Don't escalate situation with Pakistan: Kerry's message to Sushma

September 29, 2016 09:46 IST

In the wake of deteriorating ties with Pakistan, the United States on Thursday asked India not to escalate the situation.

According to a report by the Indian Express, US Secretary of State John Kerry has had “two conversations” over the “last two days” with External Affairs Minister Sushma Swaraj on this issue, even as India explores a range of diplomatic options to isolate Islamabad.

It is also reported that US Security Advisor Susan Rice called her Indian counterpart Ajit Doval and condemned the Uri terrorist attack saying the White House expects Pakistan to take “effective action to combat and delegitimise” United Nations-designated terrorist groups.

The conversations between Kerry and Swaraj took place even as India looks into reviewing the Indus Waters Treaty, and review Most Favoured Nation status to Pakistan.

The Indian Express report citing sources said that Washington was appreciative that the Indian side has acted with a “lot of restraint” following the Uri attack.
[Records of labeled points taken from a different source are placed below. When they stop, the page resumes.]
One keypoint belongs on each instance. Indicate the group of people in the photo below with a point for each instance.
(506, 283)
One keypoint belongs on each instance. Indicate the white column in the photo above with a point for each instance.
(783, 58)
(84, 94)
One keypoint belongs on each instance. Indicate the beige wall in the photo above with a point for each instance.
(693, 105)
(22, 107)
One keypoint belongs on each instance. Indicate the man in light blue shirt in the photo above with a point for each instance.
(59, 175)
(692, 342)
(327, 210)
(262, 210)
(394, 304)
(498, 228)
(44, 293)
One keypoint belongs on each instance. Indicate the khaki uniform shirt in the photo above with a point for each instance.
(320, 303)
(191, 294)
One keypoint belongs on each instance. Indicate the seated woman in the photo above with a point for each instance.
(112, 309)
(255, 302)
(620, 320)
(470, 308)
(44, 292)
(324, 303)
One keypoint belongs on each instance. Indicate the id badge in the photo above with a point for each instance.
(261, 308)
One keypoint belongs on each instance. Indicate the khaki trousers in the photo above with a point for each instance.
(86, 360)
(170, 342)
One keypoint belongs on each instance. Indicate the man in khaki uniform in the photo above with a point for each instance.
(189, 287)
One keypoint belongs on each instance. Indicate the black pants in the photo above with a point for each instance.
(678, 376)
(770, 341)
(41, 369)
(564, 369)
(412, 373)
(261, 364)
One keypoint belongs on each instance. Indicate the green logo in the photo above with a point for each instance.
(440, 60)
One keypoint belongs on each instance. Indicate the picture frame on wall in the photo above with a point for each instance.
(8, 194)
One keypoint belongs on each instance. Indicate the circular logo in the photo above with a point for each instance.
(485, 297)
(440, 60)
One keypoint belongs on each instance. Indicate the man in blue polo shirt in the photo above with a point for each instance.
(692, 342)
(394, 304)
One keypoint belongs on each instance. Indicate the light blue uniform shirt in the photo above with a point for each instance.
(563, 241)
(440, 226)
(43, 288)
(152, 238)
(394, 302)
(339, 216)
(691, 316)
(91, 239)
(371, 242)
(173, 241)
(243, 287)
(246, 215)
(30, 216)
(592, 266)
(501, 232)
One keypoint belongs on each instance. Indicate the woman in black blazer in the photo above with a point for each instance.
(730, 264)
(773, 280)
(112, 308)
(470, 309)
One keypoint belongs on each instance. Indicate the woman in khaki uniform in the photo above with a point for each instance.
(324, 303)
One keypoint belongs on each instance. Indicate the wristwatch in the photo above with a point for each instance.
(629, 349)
After Pakistan Prime Minister Nawaz Sharif met Kerry last week, US State Department Deputy Spokesperson Mark Toner said: “We’ve seen some progress; we want to see more, and I think moving forward we’ll just continue to work closely and try to encourage greater counter-terrorism cooperation with Pakistan but also within the region.”

State Department Spokesperson John Kirby stated later that Kerry “reiterated the need for Pakistan to prevent all terrorists from using Pakistani territory as safe havens, while commending recent efforts by Pakistani security forces to counter extremist violence.”